If using a buzzword or phrase like GRC will help focus and rally an organisation’s efforts to firm up their objectives, disseminate the information across the group, break down barriers to identify and deal with pain points that will help them reach their goal, then why not? It doesn’t have to be tied to a technology solution, but in this day and age, IT will inevitably be part of any solution. As long as we remember IT should support these efforts, and not vice versa.

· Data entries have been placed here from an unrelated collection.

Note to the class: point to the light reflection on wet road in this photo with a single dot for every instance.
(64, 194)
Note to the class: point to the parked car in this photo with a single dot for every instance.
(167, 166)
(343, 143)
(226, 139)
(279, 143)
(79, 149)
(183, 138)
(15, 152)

So until the next buzzword comes along….
Indeed very deep and high level as to what a enterprise to educate themselves in terms of getting true ROI when it venture for any kind of GRC aligned with its ERM strategies, just as a tool GRC products will gives you dashboard ,control and internal management to Quality ,audit to ,legal management as tool in wide spectrum of ERM but the fact is enterprise more viable to change dynamic and will have different risk ,compliance obligation and very dynamic enterprise itself any technological deviation from wide spectrum of product cost and service are minor and ERM Fundamental and Risk dynamics are major which would against the all odds of dynamic still serve the strategic necessity and still have room to shape truly for Enterprise risk management programs. I ask your permission to share the fact that most people and stakeholders while answering them I have to interpret my answer more in product wise but never let them feel wrong but as sincere consultant always educate them and try to more genuine thier risk and strategic obligation which is not in Consultant hand always … . But putting the positive side most of such leaders now started thinking the fundamental approach and hope we would have the perfect combo for them .This article for me right kind of fundamental answer for the terms called CRC and eGrc and expecting its to gets more mature in the dynamics need for an enterprise , Thanks Norman .
Norman,
We had been wating for this excellent article for some time. These are really refreshing thoughts. Thank you.
Well put Norman, however I do see value in choosing a platform that is useful in itemizing and managing risk and that allows good association with key performance indicators, but they are like a carpenter’s tool chest… You still need carpenters to build your dream home.
I couldn’t agree more, Norman! I don’t meet many entrepreneurs and business managers who express their thankfulness for the invention of ‘GRC’. The same goes for ‘ERM’ by the way.
In my view it’s the responsibility of the leadership of every organization to create and preserve value for their key stakeholders. The term that I have come across to date that best describes this is ‘value management’.
For us the issue to focus on is that the stakeholders of every organization have varying interests and expectations. Hence, the leadership has to balance them. Talking about the future, opportunities and risks go hand in hand. Hence, the leadership has to balance them. Management actions and controls have advantages and disadvantages. Hence, the leadership has to balance them.
Let’s use our thought leadership to support them as best as we can with making these tough decisions!
Right there with you Norman, great post!
Thank you Norman! GRC is a term invented by the marketing department that has done much more harm than good in my opinion.
There is corporate governance and there is corporate management. Corporate management involves managing risks, formal or not. Formal risk management needs to be integrated into existing management systems, to be truly effective, not stand as another separate platform.
I feel practitioners face a daunting task to implement ERM (=formal risk management program) into an organization and are not aided by providers peddling EGRC solutions as ‘silver bullets’. Instead the consequence, I fear, has been so much ‘one step forward, two steps back’ toward effective risk management.
Yes, focus on fixing existing management systems first! Mis-management is the biggest risk any organization faces, it seems to me.